Dozens of Lincoln’s enemies honoured his assassin in the same manner as the Devrees family. A quick search via the Federal census records on the Ancestry website reveals roughly a hundred American families who appear to have named children after Booth in the post-war years. Unsurprisingly, about 90% heralded from the southern states, but a small handful, like the Illinoisans, were northerners – probably ‘Copperhead’ opponents of the Union cause seeking solace in small acts of defiance. Most of the northern Booths came from counties close to slaveholding areas – places where sympathies for the Confederate cause ran deep – and I haven’t found a single instance of a postwar New Englander (citizens of the old antislavery heartland) sharing a name with Lincoln’s killer. Notably, in borderlands like Missouri – where neighbour clashed with neighbour and the Federal government fought to contain dissent – the practice was particularly common. Some of the records leave little to the imagination when it comes to the parents’ political loyalties (John Wilkes Booth Sharp, born in Georgia, circa 1871), but others (Washington Booth Stamton, born in Baltimore, circa 1871) hint at an attempt to induct Booth into a pantheon of American heroes. The true heir to the father of the republic, the latter implied, was the actor-assassin, and not the martyred president.

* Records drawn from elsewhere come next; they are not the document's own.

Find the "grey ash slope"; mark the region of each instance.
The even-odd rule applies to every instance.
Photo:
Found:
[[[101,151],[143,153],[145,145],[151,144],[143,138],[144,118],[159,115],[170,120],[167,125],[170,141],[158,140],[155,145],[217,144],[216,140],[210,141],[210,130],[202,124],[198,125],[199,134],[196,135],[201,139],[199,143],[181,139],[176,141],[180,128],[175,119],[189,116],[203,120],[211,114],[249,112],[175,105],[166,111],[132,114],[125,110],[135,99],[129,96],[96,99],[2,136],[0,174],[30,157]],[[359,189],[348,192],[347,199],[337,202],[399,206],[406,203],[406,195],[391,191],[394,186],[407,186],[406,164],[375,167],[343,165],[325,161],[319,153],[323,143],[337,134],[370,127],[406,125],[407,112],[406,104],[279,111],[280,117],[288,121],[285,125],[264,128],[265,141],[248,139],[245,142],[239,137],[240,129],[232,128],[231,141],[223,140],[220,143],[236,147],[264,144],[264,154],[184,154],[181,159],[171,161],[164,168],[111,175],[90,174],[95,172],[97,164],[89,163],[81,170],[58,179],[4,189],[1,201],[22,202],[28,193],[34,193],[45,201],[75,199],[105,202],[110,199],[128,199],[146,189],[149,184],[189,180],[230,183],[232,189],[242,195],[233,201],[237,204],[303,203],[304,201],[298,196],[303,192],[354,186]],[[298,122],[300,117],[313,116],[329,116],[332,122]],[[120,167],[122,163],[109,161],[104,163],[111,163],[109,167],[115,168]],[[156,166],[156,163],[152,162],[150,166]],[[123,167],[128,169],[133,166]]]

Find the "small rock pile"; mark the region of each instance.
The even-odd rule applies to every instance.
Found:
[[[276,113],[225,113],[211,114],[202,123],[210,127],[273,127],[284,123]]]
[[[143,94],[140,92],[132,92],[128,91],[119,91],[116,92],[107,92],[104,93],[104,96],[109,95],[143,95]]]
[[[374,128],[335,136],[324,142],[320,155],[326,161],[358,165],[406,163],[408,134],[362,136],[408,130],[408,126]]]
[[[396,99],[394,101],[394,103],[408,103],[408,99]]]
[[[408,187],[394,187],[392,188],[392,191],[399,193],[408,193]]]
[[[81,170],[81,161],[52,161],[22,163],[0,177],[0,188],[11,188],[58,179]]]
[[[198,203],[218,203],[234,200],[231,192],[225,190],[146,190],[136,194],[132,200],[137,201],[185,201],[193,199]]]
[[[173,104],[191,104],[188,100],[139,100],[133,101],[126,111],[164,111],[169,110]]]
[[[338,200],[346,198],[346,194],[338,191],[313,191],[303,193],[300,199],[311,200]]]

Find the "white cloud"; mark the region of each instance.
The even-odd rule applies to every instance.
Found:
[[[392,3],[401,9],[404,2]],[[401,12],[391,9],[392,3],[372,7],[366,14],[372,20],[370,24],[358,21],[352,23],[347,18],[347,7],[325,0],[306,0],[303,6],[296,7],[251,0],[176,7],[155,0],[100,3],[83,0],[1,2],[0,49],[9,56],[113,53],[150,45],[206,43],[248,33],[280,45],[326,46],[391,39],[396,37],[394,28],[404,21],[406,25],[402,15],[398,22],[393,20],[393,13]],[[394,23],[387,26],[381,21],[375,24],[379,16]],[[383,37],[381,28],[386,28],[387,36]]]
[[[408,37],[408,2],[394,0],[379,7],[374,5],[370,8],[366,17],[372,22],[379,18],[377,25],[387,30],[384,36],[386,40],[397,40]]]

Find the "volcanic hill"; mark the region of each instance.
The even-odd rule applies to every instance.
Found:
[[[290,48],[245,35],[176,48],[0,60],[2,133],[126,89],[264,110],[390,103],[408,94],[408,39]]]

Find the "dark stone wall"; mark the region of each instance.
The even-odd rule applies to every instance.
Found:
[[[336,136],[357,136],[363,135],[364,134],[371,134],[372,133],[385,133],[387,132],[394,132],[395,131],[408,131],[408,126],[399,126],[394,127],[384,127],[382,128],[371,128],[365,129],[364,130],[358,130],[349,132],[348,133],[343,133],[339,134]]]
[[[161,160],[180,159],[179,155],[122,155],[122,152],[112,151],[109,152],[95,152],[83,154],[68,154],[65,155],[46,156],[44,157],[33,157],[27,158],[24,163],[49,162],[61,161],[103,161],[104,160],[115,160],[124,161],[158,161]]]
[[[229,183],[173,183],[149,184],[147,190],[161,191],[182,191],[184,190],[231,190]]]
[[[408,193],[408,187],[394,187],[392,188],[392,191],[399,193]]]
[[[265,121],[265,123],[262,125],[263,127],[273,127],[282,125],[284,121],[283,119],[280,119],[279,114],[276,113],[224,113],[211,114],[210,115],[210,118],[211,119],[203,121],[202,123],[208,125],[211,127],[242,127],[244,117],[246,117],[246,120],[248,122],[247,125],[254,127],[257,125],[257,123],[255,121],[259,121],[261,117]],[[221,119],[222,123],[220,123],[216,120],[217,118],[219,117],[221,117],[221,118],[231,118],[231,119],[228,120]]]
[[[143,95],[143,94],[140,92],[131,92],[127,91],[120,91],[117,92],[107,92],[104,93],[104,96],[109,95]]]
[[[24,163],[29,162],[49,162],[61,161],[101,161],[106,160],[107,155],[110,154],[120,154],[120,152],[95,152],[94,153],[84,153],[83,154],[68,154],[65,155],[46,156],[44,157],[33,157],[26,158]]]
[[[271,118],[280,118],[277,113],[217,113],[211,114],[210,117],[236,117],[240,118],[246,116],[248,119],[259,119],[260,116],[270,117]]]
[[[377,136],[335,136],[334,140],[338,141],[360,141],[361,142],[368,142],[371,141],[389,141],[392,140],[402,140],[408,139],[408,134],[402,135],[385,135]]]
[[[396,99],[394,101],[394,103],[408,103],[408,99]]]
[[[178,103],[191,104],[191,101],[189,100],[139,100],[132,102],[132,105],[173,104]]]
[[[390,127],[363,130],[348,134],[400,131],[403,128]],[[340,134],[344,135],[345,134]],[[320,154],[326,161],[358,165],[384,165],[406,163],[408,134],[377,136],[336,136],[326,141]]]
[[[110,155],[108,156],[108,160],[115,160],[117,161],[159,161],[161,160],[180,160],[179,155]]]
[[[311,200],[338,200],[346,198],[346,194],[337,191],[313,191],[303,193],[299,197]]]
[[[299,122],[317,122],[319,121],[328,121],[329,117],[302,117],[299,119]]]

These families, in preserving the memory of Lincoln’s killer, were writing a history of the Civil War in which liberty was the victim rather than the victor. As late as the 1890s the odd new-born in the South was given Booth’s name, though the practice seems to have become less common after the restoration of white supremacy in the 1870s. This may be a result of changing enumeration practices, but it might owe something also to the late nineteenth-century “reconciliationist” remembering of the Civil War as a noble struggle between two valiant adversaries, and not as an ideological conflict over slavery, race, and citizenship. The first professional historians writing around the turn of the century cast Lincoln as a magnanimous commander-in-chief whose slaying served as an excuse for the imposition of a supposedly Carthaginian peace on the Confederacy. Booth here was no longer the defender of liberty but a man whose rash crime ushered in the phantom horrors of Reconstruction. It might have been unwise to use his name.

I’d love to know how many–if any–went by their names in adulthood. One has trouble imagining being named after John Wilkes Booth being good for one’s employment prospects or social connections.